Girish Jain from Leica Geosystems said geospatial technology could provide a point cloud for all the water bodies in a predefined area. The point cloud could be analysed through GIS software to achieve desired results. Applications of geospatial technologies could range from surveying and mapping of water bodies to boundary management. It could also include digital terrain modeling to help study the water flow of a particular water body. Geospatial technology could couple with non-spatial technologies to provide quick and effective solutions for issues such as silt deposit in water bodies, he added.
Pritish Bisoyi from Intergraph said geospatial technology could be very effective in IWMP as it could help prevent soil run-off and could play a vital role in rainwater harvesting. The technology could suggest the most suitable places to build water reservoirs. Rectification of satellite and/or aerial images, time series analysis of images, and generating land cover maps could be done using geospatial technology. It could also integrate data from other sources and make all the desired output available through the Web.
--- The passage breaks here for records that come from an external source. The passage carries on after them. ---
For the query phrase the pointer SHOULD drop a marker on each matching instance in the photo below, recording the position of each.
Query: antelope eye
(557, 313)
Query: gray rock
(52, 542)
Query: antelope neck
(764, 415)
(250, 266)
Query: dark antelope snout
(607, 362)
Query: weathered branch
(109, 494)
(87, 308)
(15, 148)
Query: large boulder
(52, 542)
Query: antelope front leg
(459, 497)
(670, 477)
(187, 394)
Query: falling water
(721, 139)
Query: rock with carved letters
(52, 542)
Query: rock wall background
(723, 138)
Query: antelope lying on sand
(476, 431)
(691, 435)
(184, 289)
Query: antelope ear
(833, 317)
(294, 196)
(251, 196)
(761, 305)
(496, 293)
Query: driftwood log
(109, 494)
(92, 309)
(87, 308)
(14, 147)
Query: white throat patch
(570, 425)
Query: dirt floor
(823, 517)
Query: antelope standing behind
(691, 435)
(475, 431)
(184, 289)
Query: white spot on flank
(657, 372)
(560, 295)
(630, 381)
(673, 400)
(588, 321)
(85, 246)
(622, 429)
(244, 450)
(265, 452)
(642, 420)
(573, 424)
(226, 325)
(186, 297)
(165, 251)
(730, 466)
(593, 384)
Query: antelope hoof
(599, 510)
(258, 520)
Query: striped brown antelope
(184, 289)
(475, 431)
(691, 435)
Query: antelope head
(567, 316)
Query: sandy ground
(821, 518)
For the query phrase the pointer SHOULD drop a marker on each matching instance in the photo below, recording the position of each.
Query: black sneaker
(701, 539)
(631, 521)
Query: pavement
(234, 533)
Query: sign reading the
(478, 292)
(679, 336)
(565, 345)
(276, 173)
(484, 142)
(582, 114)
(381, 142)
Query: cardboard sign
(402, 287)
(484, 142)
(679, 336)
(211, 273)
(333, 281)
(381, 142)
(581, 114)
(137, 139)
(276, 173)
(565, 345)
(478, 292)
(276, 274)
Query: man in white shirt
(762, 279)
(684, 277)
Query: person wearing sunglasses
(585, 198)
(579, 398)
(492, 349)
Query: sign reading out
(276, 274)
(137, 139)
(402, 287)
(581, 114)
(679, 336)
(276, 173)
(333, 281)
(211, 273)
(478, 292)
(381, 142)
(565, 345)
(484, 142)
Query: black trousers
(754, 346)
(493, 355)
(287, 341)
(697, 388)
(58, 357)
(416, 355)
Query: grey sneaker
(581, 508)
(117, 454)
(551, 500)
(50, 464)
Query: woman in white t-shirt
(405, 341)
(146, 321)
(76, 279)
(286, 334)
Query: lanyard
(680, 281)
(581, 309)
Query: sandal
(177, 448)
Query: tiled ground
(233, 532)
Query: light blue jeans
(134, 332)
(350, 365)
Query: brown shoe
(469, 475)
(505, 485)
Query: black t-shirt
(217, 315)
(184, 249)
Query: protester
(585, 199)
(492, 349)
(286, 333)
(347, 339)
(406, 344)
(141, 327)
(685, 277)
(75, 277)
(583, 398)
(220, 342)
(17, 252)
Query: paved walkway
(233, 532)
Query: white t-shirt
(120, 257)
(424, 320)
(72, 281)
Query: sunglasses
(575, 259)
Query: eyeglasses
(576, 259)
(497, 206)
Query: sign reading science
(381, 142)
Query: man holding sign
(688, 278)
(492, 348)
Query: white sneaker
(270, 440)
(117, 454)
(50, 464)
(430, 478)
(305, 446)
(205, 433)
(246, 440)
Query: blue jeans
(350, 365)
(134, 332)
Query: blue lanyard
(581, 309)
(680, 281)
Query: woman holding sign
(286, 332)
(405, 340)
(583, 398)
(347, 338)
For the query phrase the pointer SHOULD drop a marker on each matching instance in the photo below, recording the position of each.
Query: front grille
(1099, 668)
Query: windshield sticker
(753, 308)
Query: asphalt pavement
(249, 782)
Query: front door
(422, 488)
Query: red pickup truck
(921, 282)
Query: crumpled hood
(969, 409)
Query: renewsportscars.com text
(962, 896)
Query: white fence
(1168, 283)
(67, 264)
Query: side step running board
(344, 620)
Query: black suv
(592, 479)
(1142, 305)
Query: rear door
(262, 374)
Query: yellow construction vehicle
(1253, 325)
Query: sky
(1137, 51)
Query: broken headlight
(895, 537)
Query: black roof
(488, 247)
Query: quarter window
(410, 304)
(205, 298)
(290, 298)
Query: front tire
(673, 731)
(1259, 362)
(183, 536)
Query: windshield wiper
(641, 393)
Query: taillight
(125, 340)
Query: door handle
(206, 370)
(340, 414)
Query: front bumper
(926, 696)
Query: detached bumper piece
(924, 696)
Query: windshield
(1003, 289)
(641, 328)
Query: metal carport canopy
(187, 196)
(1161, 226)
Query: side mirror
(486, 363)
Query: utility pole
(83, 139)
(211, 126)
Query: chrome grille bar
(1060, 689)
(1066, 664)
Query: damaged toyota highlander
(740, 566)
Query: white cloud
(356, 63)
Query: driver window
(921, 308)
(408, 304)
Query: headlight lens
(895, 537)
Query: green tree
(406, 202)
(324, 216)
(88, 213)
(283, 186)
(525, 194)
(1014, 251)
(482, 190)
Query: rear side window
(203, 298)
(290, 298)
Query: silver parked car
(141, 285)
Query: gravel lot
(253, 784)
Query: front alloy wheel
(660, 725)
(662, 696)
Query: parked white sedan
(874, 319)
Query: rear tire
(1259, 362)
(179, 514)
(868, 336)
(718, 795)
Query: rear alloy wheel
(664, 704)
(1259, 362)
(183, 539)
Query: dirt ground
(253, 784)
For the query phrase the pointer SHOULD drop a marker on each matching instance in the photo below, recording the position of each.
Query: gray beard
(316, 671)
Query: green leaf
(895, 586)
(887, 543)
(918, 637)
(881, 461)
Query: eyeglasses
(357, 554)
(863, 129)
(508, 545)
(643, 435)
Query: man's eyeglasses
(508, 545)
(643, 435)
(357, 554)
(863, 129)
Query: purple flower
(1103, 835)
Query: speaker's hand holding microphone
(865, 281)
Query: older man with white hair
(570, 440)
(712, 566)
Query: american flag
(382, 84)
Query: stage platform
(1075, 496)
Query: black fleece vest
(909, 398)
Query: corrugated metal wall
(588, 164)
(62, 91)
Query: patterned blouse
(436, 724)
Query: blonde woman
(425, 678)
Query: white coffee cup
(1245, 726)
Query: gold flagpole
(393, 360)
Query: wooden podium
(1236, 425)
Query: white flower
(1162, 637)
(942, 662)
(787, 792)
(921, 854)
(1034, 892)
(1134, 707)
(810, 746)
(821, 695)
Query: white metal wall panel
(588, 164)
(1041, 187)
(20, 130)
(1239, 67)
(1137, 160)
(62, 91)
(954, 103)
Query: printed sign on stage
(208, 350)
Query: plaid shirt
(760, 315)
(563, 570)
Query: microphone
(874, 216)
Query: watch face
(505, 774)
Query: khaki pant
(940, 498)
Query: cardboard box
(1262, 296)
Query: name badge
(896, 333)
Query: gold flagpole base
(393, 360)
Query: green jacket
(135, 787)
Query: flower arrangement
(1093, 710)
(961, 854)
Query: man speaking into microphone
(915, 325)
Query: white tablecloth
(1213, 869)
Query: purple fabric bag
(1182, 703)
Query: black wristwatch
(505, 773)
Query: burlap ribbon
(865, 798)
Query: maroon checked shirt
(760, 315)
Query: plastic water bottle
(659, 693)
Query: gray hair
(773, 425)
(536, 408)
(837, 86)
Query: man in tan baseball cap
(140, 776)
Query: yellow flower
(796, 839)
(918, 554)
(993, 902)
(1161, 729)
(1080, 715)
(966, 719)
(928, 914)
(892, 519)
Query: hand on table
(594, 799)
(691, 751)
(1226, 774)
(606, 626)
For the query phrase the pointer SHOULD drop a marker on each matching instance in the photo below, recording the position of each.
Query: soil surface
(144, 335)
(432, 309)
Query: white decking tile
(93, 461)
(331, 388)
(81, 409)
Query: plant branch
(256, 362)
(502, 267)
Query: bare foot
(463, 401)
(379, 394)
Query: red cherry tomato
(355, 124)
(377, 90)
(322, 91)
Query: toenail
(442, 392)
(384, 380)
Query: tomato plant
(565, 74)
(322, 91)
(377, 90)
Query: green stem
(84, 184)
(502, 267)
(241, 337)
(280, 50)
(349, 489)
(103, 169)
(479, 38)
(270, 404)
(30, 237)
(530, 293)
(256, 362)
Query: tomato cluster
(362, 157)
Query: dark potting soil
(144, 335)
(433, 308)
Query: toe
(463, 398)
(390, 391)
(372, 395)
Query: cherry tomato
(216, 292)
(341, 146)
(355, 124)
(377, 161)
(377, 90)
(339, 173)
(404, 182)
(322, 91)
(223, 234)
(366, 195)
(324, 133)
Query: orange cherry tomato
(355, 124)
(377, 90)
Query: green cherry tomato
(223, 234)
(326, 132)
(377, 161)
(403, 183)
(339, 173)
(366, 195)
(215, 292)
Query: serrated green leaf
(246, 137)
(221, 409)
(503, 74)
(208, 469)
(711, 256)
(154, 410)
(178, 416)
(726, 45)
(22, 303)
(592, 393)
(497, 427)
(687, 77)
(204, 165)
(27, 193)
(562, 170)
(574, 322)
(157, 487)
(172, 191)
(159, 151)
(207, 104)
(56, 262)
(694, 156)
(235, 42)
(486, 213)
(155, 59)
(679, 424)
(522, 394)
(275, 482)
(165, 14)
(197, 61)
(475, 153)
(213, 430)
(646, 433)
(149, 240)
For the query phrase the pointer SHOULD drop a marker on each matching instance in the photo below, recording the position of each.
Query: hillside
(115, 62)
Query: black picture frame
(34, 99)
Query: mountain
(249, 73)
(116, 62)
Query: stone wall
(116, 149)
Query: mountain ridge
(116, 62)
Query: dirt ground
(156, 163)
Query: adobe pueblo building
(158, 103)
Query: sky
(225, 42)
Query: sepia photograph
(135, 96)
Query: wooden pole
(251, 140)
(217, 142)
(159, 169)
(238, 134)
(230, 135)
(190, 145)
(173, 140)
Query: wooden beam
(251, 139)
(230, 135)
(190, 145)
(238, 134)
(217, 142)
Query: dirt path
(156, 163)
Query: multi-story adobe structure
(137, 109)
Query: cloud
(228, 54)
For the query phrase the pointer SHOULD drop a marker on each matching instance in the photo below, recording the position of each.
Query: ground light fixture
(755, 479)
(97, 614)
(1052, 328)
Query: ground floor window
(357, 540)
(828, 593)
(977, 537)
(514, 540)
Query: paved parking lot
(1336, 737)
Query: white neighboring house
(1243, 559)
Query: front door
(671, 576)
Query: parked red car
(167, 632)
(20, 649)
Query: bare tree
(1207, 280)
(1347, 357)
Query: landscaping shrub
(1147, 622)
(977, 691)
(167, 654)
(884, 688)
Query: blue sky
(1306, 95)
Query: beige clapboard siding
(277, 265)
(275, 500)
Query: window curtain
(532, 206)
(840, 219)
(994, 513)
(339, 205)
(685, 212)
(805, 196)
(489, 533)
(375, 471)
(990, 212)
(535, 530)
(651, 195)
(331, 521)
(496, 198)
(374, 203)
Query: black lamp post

Sripad Kale from Rolta India Limited emphasised on Rolta’s pan-India presence. He also mentioned some government-driven programmes and schemes such as Jal Samvardhane Yojana (Karnataka) and an aquifer mapping project (Rajasthan) where Rolta has been partnering with state governments. Seema Joshi from Esri India talked about how solutions such as terrain modeling, time-series analysis, delineation, studying water flow could help IWMP. She also mentioned how Esri India has collaborated with Indian Space Research Organisation (ISRO) on generation of database and implementation of Web Enabled Water Resources Information System in the Country short named as India-WRIS.
In the end, Bharti Sinha, Executive Director of AGI, thanked the government officials and industry representatives for their participation. AGI plans to further explore how the geospatial industry could help massive projects such as IWMP, she said. The event was graced by government officials from 8 Indian states.